Their second half display was far more constructive, and Karim Benzema was incredulous when his point-blank header was saved brilliantly by Marc-Andre Ter Stegen just when the hosts were dominating.
As in the first period, that strong start weakened and for 25 minutes the two goalkeepers traded high-quality saves, Ter Stegen impressing twice from close range and Keylor Navas producing three of his own dazzling stops in the Real goal.
But there was always the feeling, in a game so open and with such good chances being created, more goals would come. Indeed, it needed a stunning left-footed drive from Ivan Rakitic to score the game's third and breathe new life into La Liga's title race.
The Bernabeu roared in hope and desperation, hoping 17 minutes would be enough time but they would only need 13 of them - and just ten men - as substitute James Rodriguez stroked home at the near post, scoring with just his sixth touch.

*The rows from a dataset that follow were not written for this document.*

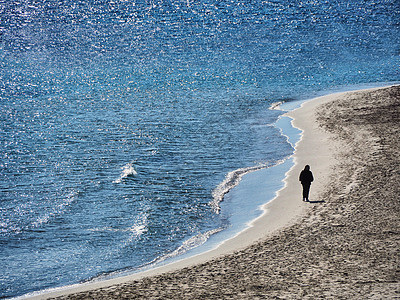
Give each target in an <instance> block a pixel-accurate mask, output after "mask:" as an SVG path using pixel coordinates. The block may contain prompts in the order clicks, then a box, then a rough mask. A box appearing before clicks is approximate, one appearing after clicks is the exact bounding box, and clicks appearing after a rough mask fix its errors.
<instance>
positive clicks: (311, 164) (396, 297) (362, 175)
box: [37, 86, 400, 299]
mask: <svg viewBox="0 0 400 300" xmlns="http://www.w3.org/2000/svg"><path fill="white" fill-rule="evenodd" d="M287 115H288V116H290V117H291V118H293V119H294V120H293V125H294V126H295V127H298V128H300V129H301V130H303V135H302V139H301V141H300V142H298V143H297V145H296V151H295V154H294V161H295V166H294V167H293V168H292V169H291V170H290V171H289V172H288V173H287V176H286V179H285V183H286V185H285V187H284V188H283V189H282V190H280V191H279V192H278V195H277V197H276V199H274V200H273V201H271V202H270V203H268V204H267V205H265V207H264V211H265V212H264V214H263V215H262V216H261V217H260V218H258V219H257V220H256V221H254V222H253V224H252V226H251V227H250V228H249V229H247V230H245V231H244V232H242V233H241V234H239V235H238V236H236V237H235V238H233V239H231V240H228V241H226V242H225V243H223V244H222V245H221V246H220V247H218V248H217V249H215V250H212V251H210V252H207V253H204V254H201V255H198V256H196V257H192V258H189V259H186V260H183V261H180V262H177V263H174V264H172V265H167V266H163V267H161V268H158V269H155V270H150V271H148V272H144V273H141V274H135V275H132V276H128V277H123V278H117V279H113V280H109V281H104V282H98V283H92V284H88V285H79V286H75V287H70V288H66V289H64V290H61V291H56V292H53V293H48V294H44V295H41V296H38V297H37V298H54V297H58V299H136V298H137V299H232V298H233V299H271V298H272V299H325V298H328V299H394V298H399V297H400V268H399V266H400V253H399V249H400V235H399V234H400V201H399V195H400V188H399V182H400V164H399V157H400V145H399V141H400V86H394V87H387V88H378V89H370V90H363V91H355V92H347V93H338V94H332V95H329V96H324V97H319V98H316V99H313V100H310V101H307V102H306V103H305V104H304V105H303V106H302V107H301V108H299V109H296V110H294V111H291V112H289V113H288V114H287ZM306 164H309V165H310V166H311V171H312V172H313V174H314V178H315V182H314V183H313V184H312V186H311V196H310V200H311V201H310V202H303V201H302V198H301V185H300V183H299V181H298V176H299V173H300V171H301V170H302V169H303V168H304V165H306Z"/></svg>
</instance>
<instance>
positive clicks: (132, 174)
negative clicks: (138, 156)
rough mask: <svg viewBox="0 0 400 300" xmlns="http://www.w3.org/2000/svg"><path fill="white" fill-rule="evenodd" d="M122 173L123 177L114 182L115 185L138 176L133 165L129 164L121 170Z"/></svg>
mask: <svg viewBox="0 0 400 300" xmlns="http://www.w3.org/2000/svg"><path fill="white" fill-rule="evenodd" d="M121 170H122V172H121V175H120V176H119V177H118V178H117V179H115V180H114V181H113V183H121V182H122V181H123V180H124V179H125V178H127V177H129V176H134V175H136V174H137V172H136V170H135V168H134V166H133V163H128V164H126V165H125V166H123V167H122V168H121Z"/></svg>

Few celebrated as wildly as Sergio Ramos, who was sent off for a two-footed lunge on Messi and with James' goal came the feeling that it was done. The title was sealed.
Barring a complete collapse Real Madrid had won La Liga. Only a miracle could stop them.
That miracle was Messi, surviving 95 minutes' worth of battering to curl home a left-footed finish in the dying seconds. It was a goal to settle any title race, but whether it proves to be such a strike will only become clear down the line.